I hope someone can help me with checking this code to make it faster.

My goal is to recursively create a graph:

  1. Query of a node and its neighbors from a database (not available here)
  2. Add it and its neighbors to a chart
  3. until you find a target, recur (1, 2) for each neighbor

I also set a control (maxnodes_in_graph) if the target is not found.

I've tried an optimization: I do not want to reprocess a node if I've already met someone else's neighbor and already added its child nodes.

So I use node_processed and node_to_process,

The central part is this:

// version using networkx

// keep track of process
nodes_processed = ()
nodes_to_process = ()

def construct_simple_sub_graph(startNode, g):

    // get my list of edges like ( (startNode, n1) ... )

    g.add_edges_from( edge_list)

    // I just proccessed
    nodes_processed.append( startNode )

    for node in list(g.nodes):
      // here I am doing something like this:
      // I check if already I processed this node
      // if not done, I will add it to a TODO list nodes_to_process
      // if done, I will remove it from the TODO list

      if node not in nodes_processed:
        if node not in nodes_to_process:
          nodes_to_process.append( node )
      else:
        if node in nodes_to_process:
              nodes_to_process.remove( node )  
    return g

and then I put this feature in a while:

 def subgraph(fromNode, g):

    while not ( g.has_node( fromNode) and g.has_node( toNode) ):


        for node in nodes_to_process:

          g = construct_simple_sub_graph( node, g)

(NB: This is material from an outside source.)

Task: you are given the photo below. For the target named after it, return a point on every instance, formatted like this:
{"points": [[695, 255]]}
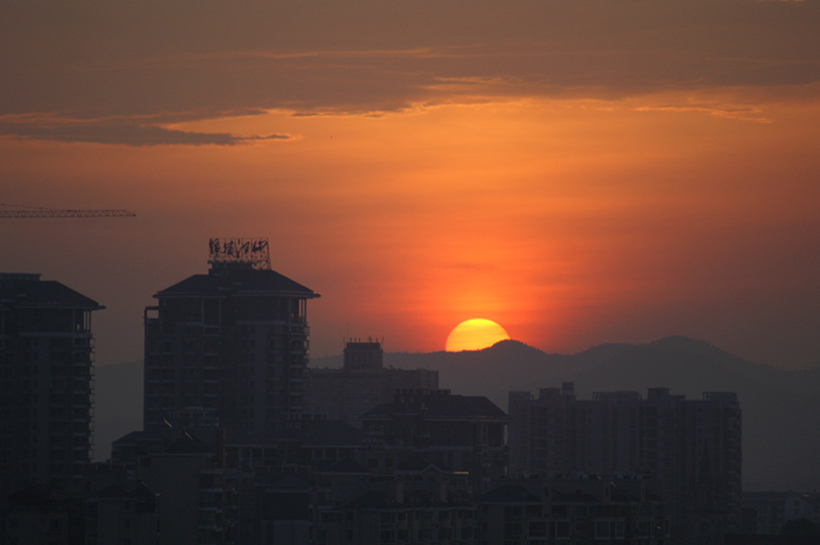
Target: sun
{"points": [[475, 334]]}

          if (g.number_of_nodes() > maxNodes) :
            return g

        return g

 // first line will populate initial nodes in graph, and put
 // populate nodes_to_process with the first neighbors
 g = construct_simple_sub_graph( fromNode, g) 
 g = subgraph(fromNode, g)

Well, this code does what I want, but it takes a lot of time.
This is probably the reason for how networkx is done.

I've tried to revise the code with simple lists and sets, use adjoin lists instead of graphs, and only build them when I'm done.

I have revised the code as:

  // version usings lists and sets()
  // adj_list is like (parent, neighbor)
  adj_list = ()
  // store the nodes in my graph / adj 
  adj_nodes = ()

  // same as above
  nodes_processed = set()
  nodes_to_process = ()


  def construct_simple_adj_list(startNode, nodes_to_process): 

    // get edge_list
    // isFound is a bool that tell me if target node is met in someone's neighbors

    adj_list.extend( edge_list )

    # nodes in graph
    adj_nodes.append(startNode)
    adj_nodes.extend((e(1) for e in edge_list))

    # to process
    nodes_processed.add( startNode)

    // I make a copy of the nodes to process: I need to update the TODO list 
    nodes_to_process = nodes_to_process.copy()
    for node in nodes_processed:
      if node in nodes_to_process:
        nodes_to_process.remove(node)

    return is_found, nodes_to_process

and back to while:

// first iteration
is_found, nodes_to_process = construct_simple_adj_list( fromNode, adj_nodes)

    while not (is_found):

        for node in nodes_to_process:

          is_found, nodes_to_process = construct_simple_adj_list( node, nodes_to_process)

          if (len(adj_nodes) > maxNodes) :
            return adj_list, nodes_to_process

        return adj_list, nodes_to_proces

This second code is 2 orders of magnitude faster (YAI)
but I noticed that the final graphic is very different
and I get lower quality results.

Could you please help us to recognize the differences between the two approaches?

Can you help provide a recursive version that uses only lists and set manipulations to recursively create an Adj matrix?